No one seemed to have an answer for that. Finally, Nemo said, "Perhaps you should answer the note."

"What?"

"Perhaps you should go to the cathedral. Draw out the one who is behind it all."

"And perhaps she could get herself killed in the process," said Mina sharply.

"I do not mean to say she should go alone," Nemo continued. "But we have a way to make it look as though she is alone -- do we not, Mr. Skinner?"

Skinner started, and looked up. "Oh...right," he said slowly.

"A good idea, with one problem." This from Tom. "If the person who's been pulling all this is invisible, how do we know they're not right here listening to the plan?"

We all looked around, suddenly unnerved by the thought of the spy right in our midst. "Best to forget about it for now," said Henry.

Only I haven't forgotten about it, even today. Perhaps Nemo is right; perhaps the only way this is ever going to end is if I go to the cathedral and find the person responsible for all these attacks on my friends and the ship.

I have the wretched pistol they've insisted I carry. Father did teach me to shoot, and I haven't forgotten (though I admit I've tried). I can, I think, protect myself at least long enough to escape.

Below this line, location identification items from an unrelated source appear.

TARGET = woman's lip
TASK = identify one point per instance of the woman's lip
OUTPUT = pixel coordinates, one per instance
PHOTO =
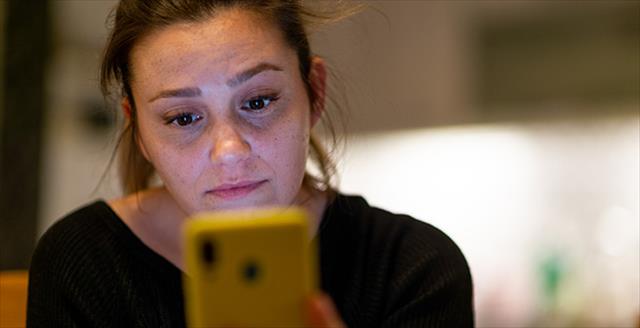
(235, 190)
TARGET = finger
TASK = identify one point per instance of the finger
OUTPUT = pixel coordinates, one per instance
(321, 312)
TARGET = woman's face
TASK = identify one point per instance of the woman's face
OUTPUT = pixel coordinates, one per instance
(223, 114)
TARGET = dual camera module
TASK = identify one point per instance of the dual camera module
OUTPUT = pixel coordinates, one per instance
(249, 271)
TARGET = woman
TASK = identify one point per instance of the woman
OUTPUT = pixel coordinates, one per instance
(220, 98)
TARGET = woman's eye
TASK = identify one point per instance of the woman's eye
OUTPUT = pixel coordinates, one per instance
(184, 119)
(258, 103)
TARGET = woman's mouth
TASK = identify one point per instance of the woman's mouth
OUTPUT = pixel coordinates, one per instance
(235, 190)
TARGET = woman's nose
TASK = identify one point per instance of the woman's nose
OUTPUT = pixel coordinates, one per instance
(229, 145)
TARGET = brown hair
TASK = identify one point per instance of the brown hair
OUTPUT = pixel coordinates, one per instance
(134, 19)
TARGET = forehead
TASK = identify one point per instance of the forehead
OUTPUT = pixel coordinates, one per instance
(215, 48)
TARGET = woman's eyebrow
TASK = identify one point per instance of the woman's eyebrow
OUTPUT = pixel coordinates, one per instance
(233, 82)
(249, 73)
(183, 92)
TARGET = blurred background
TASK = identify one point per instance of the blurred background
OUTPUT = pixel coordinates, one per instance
(513, 126)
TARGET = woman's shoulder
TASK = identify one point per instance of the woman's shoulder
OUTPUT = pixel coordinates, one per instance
(381, 225)
(76, 235)
(409, 266)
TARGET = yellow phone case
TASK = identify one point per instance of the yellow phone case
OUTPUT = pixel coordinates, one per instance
(250, 268)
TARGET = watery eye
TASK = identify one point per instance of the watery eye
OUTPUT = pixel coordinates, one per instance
(185, 119)
(258, 103)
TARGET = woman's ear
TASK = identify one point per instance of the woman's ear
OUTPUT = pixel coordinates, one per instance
(318, 81)
(126, 108)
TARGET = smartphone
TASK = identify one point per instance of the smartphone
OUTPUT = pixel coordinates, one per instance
(248, 268)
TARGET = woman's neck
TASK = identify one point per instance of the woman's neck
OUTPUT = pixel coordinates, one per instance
(154, 216)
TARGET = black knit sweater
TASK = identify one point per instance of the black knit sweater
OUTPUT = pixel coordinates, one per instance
(381, 270)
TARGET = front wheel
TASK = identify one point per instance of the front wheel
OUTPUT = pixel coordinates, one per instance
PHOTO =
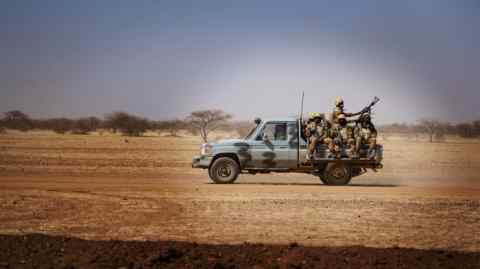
(337, 174)
(224, 170)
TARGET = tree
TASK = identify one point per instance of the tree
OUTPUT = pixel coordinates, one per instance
(60, 125)
(243, 128)
(86, 125)
(432, 128)
(206, 121)
(171, 126)
(16, 119)
(130, 125)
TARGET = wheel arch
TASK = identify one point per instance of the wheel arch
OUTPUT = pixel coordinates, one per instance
(226, 154)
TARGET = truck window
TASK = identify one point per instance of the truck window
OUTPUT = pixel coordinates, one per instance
(274, 131)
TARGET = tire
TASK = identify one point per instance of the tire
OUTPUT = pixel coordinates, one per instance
(337, 174)
(224, 170)
(322, 179)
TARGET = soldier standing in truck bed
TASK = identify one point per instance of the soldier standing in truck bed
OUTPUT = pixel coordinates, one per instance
(342, 136)
(365, 133)
(316, 131)
(339, 110)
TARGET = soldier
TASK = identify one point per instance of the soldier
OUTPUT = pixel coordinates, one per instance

The only hindrance I see to my intentions to go alone is the fact that I never am alone. After the events of last night, the League has resumed its insistence that I be accompanied at all times when I am not in my own quarters -- and Nemo has posted members of his crew to stand guard outside the room when I am in here.

I think my best chance is to follow Nemo's advice to the letter, and ask Skinner to accompany me. Of them all, he is least likely to be injured if something goes amiss, since he won't exactly be spotted by "the enemy." If I ask him here, in my own room, we stand little chance of being overheard. I am sure he will consent to it. We will go tonight.